’What some of you say about self-possession on one’s going about among the people being marvellous, is just what of course appears to me commonplace. Of course it is wrong to risk one’s life, but to carry one’s life in one’s hand is what other soldiers besides those of the Cross do habitually; and no one, as I think, would willingly hurt a hair of my head in Melanesia, or that part of it where I am at all known.
’How I think of those islands! How I see those bright coral and sandy beaches, strips of burning sunshine fringing the masses of forest rising into ridges of hills, covered with a dense mat of vegetation. Hundreds of people are crowding upon them, naked, armed, with wild uncouth cries and gestures; I cannot talk to them but by signs. But they are my children now! May God enable me to do my duty to them!
’I have now as I write a deepening sense of what the change must be that has passed upon me. Again I go by God’s blessing for seven months to Melanesia. All that our experience has taught us we try to remember: food, medicine, articles of trade and barter.
’But what may be the result? Who can tell? You know it is not of myself that I am thinking. If God of His great mercy lead me in His way, to me there is little worth living for but the going onward with His blessed work, though I like my talks with the dear Bishop and the Judge. But others are committed to me—Mr. Pritt and Mr. Kerr go with me. Shall I find dear old Wadrokala and Harper alive, and if alive, well?
’And yet, thank God, we go on day by day, so happy, so hopeful!

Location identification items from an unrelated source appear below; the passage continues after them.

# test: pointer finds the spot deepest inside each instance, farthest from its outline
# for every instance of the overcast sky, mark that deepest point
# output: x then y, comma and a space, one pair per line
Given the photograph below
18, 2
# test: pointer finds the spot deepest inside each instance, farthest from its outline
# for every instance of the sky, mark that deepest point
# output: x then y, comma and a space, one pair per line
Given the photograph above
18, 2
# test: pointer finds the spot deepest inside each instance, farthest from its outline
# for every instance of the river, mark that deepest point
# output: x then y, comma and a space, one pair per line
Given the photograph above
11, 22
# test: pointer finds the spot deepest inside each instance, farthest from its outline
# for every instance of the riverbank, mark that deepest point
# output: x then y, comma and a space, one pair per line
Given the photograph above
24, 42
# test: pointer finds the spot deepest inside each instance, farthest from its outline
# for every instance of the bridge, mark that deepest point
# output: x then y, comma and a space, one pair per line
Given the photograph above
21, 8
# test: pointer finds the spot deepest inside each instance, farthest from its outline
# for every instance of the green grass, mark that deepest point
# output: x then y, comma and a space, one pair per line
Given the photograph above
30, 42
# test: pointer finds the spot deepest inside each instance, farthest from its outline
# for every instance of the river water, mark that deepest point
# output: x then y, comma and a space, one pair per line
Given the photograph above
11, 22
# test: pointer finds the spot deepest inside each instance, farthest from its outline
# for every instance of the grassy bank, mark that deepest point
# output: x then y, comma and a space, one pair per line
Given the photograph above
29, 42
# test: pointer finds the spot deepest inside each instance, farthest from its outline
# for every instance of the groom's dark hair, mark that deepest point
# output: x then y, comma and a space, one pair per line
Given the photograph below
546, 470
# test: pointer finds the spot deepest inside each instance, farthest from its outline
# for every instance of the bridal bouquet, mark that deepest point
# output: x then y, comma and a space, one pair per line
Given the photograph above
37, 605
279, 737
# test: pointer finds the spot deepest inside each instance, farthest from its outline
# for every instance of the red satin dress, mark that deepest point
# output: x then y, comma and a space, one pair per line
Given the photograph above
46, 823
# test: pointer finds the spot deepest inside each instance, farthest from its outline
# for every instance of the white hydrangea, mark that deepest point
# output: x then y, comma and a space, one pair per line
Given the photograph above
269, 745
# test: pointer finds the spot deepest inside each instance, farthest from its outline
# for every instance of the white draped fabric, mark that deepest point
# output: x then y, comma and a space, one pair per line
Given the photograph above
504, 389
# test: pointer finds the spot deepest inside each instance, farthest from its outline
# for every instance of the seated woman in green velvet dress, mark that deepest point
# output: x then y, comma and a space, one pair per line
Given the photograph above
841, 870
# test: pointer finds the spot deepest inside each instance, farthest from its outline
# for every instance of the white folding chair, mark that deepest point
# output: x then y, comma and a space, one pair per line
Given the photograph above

’I see two sermons by the Bishop of Oxford, “God’s Revelation Man’s Trial,” please send them. They bear, I conclude, on the controversy of the day. I need not tell you that I find a very great interest in reading these books, or rather at present in talking now and then, when we meet, with the Judge on the subject of which those books treat. The books I have not read. But I know no refreshment so great as the reading any books which deal with these questions thoughtfully. I hope you don’t think it wrong and dangerous for me to do so; pray tell me. I don’t believe that I am wrong in doing it, yet it may be that I read them as an intellectual treat, and prefer them to thoughtful books on other subjects, because they deal with a study which I am a little more conversant with than with history, science, &c.
’Besides, I do see that we have, many of us, very vague notions of the meaning of terms which we use, and I see that I must be prepared (I speak for myself) to expect that a clergyman may not with impunity use a language wanting in definiteness and precision. It is possible that men do too passively receive hereditary and conventional opinions which never have a living reality to them. But this, you know, I do not confound with the humble submission to authoritative teaching, given upon authority, to supersede the necessity of every person investigating for himself the primary grounds of his religious convictions.’